Materials and methods
Participants
Sixty participants who met the following criteria participated in the experiment: smoking 10 or more cigarettes per day for 2 years or more; right-handedness; between 18 and 40 years of age; having normal or corrected to normal vision; and in good mental and physical health assessed by the Mini-International Neuropsychiatric Interview (Sheehan et al., 1998). The exclusion criteria included chronic neurological, psychiatric, or medical conditions; treatment with any drugs during the previous 3 months; and being generally ill-suited to perform EEG. Finally, only males were eligible to participate in this study because of very low prevalence (2.7%) of female Chinese smokers and the possible influence of the menstrual cycle phase on smoking cue reactivity and cigarette craving (Franklin et al., 2015). All participants were recruited through online advertisements and posters, and they did not engage with any other smoking cessation plan simultaneously.

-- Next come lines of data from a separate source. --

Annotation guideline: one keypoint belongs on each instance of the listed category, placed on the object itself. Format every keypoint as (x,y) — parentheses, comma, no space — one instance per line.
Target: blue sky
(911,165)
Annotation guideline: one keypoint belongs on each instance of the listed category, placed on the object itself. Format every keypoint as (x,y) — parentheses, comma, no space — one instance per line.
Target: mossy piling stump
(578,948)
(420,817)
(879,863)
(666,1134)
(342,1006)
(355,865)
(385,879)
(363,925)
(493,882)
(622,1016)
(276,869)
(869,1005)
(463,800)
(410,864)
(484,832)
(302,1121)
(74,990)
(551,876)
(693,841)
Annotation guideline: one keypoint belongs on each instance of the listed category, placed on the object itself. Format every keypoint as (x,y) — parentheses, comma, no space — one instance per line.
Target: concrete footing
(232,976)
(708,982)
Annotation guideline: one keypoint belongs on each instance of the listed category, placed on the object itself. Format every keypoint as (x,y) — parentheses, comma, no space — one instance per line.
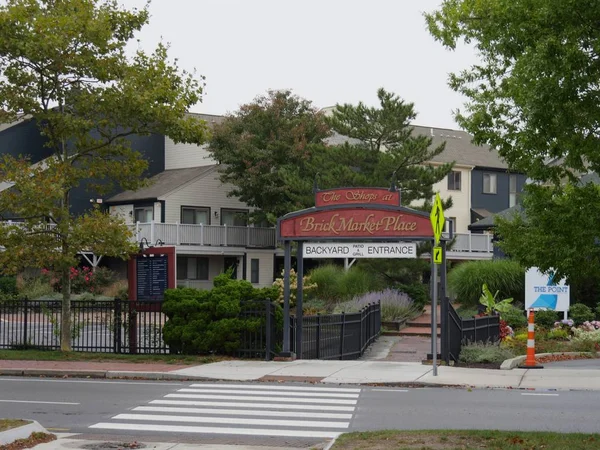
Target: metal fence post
(342,336)
(25,320)
(117,325)
(318,336)
(268,336)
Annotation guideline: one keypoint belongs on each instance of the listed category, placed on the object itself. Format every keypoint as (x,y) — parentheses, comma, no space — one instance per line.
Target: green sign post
(437,223)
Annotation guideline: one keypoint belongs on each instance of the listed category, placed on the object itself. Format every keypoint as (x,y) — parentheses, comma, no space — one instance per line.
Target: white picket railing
(469,242)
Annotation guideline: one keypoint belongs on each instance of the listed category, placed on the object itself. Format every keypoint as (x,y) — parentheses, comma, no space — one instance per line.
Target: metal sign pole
(287,265)
(434,320)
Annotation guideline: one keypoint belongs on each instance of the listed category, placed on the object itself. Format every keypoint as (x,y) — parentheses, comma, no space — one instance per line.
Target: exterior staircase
(421,326)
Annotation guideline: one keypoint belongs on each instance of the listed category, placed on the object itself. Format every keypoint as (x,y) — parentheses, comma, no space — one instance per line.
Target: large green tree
(558,231)
(64,65)
(534,97)
(534,94)
(274,148)
(270,150)
(381,145)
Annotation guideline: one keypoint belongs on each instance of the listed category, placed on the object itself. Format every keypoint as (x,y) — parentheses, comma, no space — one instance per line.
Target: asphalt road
(280,414)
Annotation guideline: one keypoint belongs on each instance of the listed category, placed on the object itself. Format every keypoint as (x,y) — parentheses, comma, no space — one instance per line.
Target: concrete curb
(510,364)
(23,432)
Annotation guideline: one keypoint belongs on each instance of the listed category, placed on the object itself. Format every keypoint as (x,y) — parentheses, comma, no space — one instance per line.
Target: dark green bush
(514,317)
(545,318)
(466,280)
(8,286)
(210,321)
(580,313)
(418,292)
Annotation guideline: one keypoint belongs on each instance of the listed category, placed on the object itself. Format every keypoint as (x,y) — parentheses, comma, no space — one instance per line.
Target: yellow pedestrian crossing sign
(437,255)
(437,218)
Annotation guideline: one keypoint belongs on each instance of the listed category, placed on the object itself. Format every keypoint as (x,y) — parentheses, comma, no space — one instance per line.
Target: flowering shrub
(590,326)
(307,286)
(580,336)
(505,330)
(564,323)
(396,306)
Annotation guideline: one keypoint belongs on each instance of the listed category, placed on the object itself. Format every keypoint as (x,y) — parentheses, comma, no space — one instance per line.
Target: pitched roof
(163,183)
(459,147)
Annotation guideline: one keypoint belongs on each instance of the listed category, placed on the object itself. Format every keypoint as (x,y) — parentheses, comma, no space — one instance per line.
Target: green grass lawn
(47,355)
(466,440)
(7,424)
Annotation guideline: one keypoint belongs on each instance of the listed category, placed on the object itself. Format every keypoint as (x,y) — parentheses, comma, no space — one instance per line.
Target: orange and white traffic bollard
(530,360)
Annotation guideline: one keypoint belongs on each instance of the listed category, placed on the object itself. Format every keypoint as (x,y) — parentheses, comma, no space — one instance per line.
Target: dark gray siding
(493,202)
(25,139)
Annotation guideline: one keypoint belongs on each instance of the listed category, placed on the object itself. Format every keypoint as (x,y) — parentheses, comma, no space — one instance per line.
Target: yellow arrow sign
(437,218)
(437,255)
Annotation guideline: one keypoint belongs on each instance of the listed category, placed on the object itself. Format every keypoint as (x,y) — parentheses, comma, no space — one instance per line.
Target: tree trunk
(65,328)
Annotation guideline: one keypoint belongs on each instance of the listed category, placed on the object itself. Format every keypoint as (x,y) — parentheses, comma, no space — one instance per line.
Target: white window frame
(512,190)
(452,180)
(493,186)
(143,208)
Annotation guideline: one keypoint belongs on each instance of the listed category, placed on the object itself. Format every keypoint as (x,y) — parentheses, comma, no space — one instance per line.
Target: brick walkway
(415,340)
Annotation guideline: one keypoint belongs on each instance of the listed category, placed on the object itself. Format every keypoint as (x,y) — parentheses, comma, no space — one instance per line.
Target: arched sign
(351,222)
(350,215)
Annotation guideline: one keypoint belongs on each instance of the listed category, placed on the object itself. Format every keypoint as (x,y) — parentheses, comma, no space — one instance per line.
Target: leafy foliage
(205,321)
(466,279)
(491,303)
(334,284)
(270,150)
(64,66)
(580,313)
(396,306)
(8,286)
(273,149)
(382,143)
(418,292)
(558,232)
(514,317)
(480,352)
(307,287)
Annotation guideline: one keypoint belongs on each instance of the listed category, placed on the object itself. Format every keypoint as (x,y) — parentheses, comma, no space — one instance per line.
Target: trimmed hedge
(465,281)
(206,321)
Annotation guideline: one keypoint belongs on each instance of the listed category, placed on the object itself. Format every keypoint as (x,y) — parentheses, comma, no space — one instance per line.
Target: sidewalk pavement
(335,372)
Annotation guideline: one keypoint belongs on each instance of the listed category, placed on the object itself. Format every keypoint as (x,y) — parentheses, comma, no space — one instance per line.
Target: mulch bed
(561,357)
(33,440)
(479,365)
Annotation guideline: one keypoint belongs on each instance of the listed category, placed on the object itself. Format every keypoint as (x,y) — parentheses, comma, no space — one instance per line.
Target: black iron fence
(110,326)
(337,336)
(122,326)
(263,339)
(457,331)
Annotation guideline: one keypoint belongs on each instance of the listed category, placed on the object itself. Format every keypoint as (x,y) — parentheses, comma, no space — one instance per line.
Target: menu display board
(151,276)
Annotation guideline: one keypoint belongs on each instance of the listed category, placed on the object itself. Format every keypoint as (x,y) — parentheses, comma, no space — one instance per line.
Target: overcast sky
(328,51)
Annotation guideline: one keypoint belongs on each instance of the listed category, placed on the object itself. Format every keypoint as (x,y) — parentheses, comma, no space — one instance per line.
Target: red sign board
(355,222)
(353,196)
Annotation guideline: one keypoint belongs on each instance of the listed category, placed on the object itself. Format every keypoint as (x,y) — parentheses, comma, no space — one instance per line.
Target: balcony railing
(468,242)
(210,235)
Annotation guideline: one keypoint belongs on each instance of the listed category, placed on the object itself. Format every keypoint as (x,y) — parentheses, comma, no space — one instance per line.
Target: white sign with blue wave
(543,292)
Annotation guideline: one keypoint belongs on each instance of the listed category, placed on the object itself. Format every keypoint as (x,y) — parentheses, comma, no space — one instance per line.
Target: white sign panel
(541,291)
(361,250)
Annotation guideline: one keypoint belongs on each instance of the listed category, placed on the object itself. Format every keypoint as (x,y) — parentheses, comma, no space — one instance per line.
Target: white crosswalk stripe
(245,409)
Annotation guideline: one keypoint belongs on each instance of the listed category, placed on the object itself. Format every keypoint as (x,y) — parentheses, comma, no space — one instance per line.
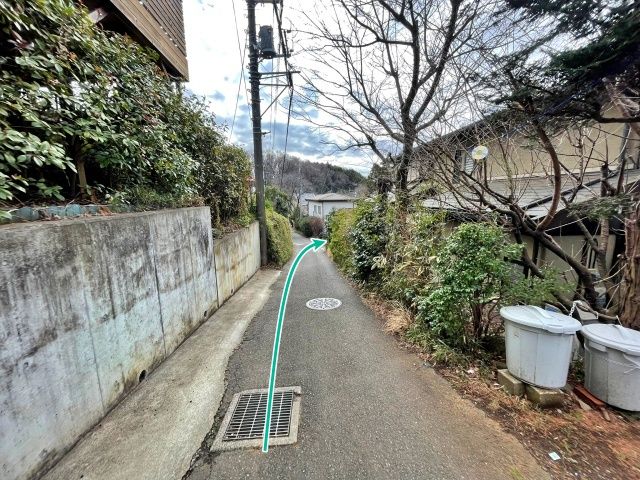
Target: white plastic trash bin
(538,344)
(612,364)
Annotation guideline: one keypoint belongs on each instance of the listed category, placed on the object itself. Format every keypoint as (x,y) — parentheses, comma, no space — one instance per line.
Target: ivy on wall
(87,114)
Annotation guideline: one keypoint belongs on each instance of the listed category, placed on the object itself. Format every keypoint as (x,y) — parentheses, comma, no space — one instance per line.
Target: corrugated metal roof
(532,194)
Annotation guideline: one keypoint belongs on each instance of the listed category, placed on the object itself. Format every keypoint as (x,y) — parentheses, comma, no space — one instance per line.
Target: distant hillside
(299,176)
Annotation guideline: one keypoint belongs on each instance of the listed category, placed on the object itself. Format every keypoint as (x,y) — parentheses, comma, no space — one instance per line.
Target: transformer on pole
(260,47)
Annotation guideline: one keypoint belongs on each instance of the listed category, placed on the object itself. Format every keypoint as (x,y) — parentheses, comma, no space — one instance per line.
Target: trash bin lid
(537,317)
(614,336)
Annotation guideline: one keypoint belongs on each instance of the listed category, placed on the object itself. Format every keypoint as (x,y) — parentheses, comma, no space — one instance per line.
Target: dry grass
(395,318)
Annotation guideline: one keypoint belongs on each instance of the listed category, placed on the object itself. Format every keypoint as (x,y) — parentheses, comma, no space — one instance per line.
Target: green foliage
(279,238)
(471,272)
(76,98)
(278,200)
(222,179)
(535,290)
(369,235)
(339,225)
(311,227)
(602,41)
(148,199)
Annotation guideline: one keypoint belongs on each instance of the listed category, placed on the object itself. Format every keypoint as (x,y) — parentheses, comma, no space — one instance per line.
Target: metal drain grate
(323,303)
(243,424)
(247,420)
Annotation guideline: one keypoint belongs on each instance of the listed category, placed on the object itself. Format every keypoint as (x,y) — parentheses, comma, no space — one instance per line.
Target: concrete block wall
(237,257)
(90,306)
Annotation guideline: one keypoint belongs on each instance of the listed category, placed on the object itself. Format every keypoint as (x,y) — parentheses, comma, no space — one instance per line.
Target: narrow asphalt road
(370,410)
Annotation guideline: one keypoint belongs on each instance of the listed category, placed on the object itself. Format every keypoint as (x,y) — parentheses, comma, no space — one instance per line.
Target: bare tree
(387,71)
(588,185)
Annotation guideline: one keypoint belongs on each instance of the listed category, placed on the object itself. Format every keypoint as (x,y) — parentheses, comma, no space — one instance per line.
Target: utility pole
(254,77)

The study protocol was approved by the Human Ethics Committee of the University of Science and Technology of China and registered on the Chinese Clinical Trial Registry (ChiCTR-IPR-17011710, http://apps.who.int/trialsearch/Trial2.aspx?TrialID=ChiCTR-IPR-17011710). All participants provided written informed consent prior to the study and were paid 600 RMB (∼USD $95) after completing four experimental visits. Participants were randomly assigned to the real-feedback group (n = 30) or the yoked-feedback group (n = 30). The real-feedback group regulated their own online brain patterns. The yoked-feedback group regulated the brain activity pattern of a matched participant in the real-feedback group (deBettencourt et al., 2015). For more detailed information, refer the the trial profile (Fig. 2) and the online Supplementary material.
Experimental procedure
The study was a double-blind, randomized, placebo-controlled design. The experimental procedure consisted of four stages (Fig. 1A): (i) baseline session (Visit 1); (ii) two neurofeedback training sessions (Visits 2 and 3); (iii) post-training behavioural session (Visit 4); and (iv) follow-up session (Visit 5). For more details, see the Supplementary material. Participants were required to be abstinent from smoking cigarette for 2 h prior to every visit, which ensured participants’ some degree of craving and responsiveness to the cues without the potential confound of a ceiling effect from prolonged abstinence. No participant reported uncomfortable feelings after neurofeedback training.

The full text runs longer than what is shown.